澹宁这才笑了笑。

        他想不出自己魔化后周睽会去哪里,但起码有机会,周睽可以永远摆脱他所厌恶的世界。

        周睽则欲言又止,他担心地看着澹宁:“怎么突然说起这个,又严重了吗?”

        澹宁摇摇头:“还好,没什么事。”

        面对魔化,他居然已经接受得差不多。魔化只是时间早晚的问题,而只要不魔化,身体舒服不舒服对他来说好像没有什么太大区别。
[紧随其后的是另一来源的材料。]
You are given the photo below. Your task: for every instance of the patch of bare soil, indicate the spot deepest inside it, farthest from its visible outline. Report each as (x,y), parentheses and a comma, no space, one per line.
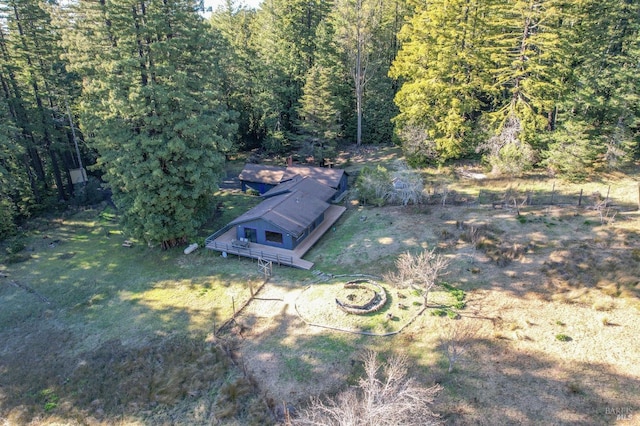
(553,294)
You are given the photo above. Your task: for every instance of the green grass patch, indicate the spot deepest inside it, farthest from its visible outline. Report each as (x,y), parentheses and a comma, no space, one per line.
(317,305)
(98,288)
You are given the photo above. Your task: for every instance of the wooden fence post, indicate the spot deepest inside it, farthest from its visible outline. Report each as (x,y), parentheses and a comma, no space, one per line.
(580,198)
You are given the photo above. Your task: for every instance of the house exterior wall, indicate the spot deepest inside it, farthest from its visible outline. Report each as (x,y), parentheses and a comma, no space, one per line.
(261,227)
(261,187)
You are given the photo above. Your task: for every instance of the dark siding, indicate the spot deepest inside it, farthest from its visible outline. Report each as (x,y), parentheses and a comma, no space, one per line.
(289,242)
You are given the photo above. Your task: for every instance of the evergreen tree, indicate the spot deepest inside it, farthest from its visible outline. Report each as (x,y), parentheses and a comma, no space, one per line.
(530,62)
(355,23)
(607,79)
(34,84)
(324,103)
(444,76)
(151,106)
(232,25)
(284,41)
(14,187)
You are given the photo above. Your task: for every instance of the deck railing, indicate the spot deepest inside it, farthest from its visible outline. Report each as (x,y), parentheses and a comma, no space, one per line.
(215,235)
(249,252)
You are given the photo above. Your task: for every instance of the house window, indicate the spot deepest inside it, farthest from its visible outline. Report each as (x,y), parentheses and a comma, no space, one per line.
(273,237)
(250,234)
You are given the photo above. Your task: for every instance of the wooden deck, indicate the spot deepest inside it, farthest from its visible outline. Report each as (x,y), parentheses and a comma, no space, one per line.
(280,256)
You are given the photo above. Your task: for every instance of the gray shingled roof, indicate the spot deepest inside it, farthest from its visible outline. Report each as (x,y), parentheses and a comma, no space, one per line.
(304,184)
(274,175)
(292,212)
(327,176)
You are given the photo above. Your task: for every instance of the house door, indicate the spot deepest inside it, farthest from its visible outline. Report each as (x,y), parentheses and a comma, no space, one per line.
(251,235)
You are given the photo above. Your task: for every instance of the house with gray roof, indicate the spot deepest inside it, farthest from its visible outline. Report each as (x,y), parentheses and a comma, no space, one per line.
(263,178)
(295,213)
(282,220)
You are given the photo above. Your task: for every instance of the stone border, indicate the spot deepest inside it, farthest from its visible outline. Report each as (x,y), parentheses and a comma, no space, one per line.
(375,304)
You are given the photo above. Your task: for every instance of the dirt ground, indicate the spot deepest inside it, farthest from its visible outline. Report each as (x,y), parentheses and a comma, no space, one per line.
(552,300)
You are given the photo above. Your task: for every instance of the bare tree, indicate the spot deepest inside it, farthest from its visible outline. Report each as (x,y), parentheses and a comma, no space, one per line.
(455,340)
(384,396)
(407,184)
(419,271)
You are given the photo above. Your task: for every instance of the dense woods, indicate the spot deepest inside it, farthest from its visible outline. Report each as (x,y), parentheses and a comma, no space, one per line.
(156,94)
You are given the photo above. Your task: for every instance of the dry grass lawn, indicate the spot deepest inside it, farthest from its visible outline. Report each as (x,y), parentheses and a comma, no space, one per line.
(552,299)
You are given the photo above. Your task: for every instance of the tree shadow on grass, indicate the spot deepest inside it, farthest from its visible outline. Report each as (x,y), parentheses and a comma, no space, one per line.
(502,385)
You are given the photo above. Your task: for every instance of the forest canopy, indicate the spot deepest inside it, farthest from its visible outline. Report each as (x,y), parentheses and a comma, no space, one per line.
(154,94)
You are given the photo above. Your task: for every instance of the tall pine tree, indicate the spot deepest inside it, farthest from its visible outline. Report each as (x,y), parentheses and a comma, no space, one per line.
(152,109)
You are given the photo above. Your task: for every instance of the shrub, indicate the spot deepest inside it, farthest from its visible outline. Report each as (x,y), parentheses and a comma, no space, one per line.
(373,185)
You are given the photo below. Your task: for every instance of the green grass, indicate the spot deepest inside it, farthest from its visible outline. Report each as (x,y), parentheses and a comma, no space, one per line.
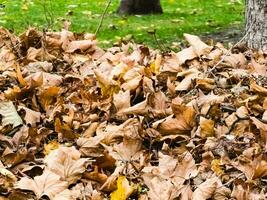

        周睽显然并不相信他的话,走过来摸着他的骨头试探。

        还是有点疼的,澹宁忍不住僵硬了一下,却努力笑笑:“的确没什么事……你不要把我给你的玉佩忘了就行。”

        “怎么可能?我一直带在身上。”周睽从怀里掏出澹宁给他的青白色玉佩,在他面前晃了晃,又很快收起来,重新从肩膀到手臂开始摸骨,“不过这些都要等你魔化之后再说——现在哪里疼?”

        “不是骨头,”澹宁抿抿唇,“我也不知道究竟是哪……全身都不太舒服,不过没有朔日那么严重。”

        周睽手上的动作停了一下。

        “凌风留下的药你再吃一点吧,”他很快说,话语间尽是掩盖出的若无其事,“我先对你用一次咒法,看看能不能压下去。晚上如果睡不着,我抱着你睡。”